Armed with that much understanding, he had ventured from the homeless shelter in ever-lengthening sorties, first skirting the old haunts, then glancing past them, then—as he found the strength—gliding right through them, carrying himself through corners fat with coke and dope.
But on this December day, the small step forward involves the shooting gallery that he is obliged to call his own.
“What’s up?” he asks the crowd that gathers in the front room of the derelict house.
“Same ol’ thing,” says Eggy. “You know that.”
“Yeah,” says Blue, “well that’s the thing. That’s definitely the thing I want to get at.”

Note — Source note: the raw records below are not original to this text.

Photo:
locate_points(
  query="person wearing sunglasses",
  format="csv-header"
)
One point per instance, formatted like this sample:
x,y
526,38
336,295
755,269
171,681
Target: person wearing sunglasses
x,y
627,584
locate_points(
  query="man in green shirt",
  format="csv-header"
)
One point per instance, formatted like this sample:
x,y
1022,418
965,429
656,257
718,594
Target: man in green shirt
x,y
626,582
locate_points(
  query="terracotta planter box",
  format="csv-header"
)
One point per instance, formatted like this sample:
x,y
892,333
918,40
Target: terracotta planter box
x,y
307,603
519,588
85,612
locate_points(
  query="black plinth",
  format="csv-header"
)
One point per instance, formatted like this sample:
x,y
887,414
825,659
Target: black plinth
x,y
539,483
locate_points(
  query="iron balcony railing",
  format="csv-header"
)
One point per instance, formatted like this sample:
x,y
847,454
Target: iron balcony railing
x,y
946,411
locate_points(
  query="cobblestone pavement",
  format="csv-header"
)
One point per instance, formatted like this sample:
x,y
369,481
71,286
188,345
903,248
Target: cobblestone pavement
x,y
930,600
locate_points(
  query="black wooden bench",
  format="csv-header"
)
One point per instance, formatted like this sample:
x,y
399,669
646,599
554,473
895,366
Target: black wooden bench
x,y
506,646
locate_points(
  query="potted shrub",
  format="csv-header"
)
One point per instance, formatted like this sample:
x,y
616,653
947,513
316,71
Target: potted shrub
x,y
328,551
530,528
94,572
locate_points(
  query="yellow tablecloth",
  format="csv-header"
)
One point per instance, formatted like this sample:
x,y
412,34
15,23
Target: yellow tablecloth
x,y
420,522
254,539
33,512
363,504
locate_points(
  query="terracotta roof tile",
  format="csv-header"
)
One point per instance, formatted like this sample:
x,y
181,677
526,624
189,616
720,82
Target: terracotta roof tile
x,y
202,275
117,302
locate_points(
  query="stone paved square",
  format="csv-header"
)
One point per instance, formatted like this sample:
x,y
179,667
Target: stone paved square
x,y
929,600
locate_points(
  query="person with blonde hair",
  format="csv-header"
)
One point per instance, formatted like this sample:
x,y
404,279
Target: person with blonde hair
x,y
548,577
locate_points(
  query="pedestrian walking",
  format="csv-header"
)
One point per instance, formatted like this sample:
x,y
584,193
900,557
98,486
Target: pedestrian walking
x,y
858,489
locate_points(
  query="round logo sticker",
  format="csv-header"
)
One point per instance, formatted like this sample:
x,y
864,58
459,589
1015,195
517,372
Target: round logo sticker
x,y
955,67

There is so much that ought to be said now, so many arguments that Blue could make. Moments earlier, before walking back through the alley and into this house, he told himself that this act was more than symbolic. I started this nonsense, he reasoned. I damn sure ought to finish it.
What had once stood as brick-and-mortar testament to his mother’s life work had long since become a blighted monument to his own life’s waste and pain. That Blue had moved on, that he’d given up paying the back taxes on 1846 Fayette and that the city probably owned the broken shell—all this was somehow beside the point. Blue knew what this house had been and he knew what he had done. For his own sake, for the sake of what remained of the neighborhood and for the sake of the lost souls in the shooting gallery, he had to shut this thing down.
“I jus’ wanted to say …”
Speech coming. The old crew looks at him as if from the end of some long, deep tunnel. Blue senses the distance involved and feels the necessary words drying in his throat.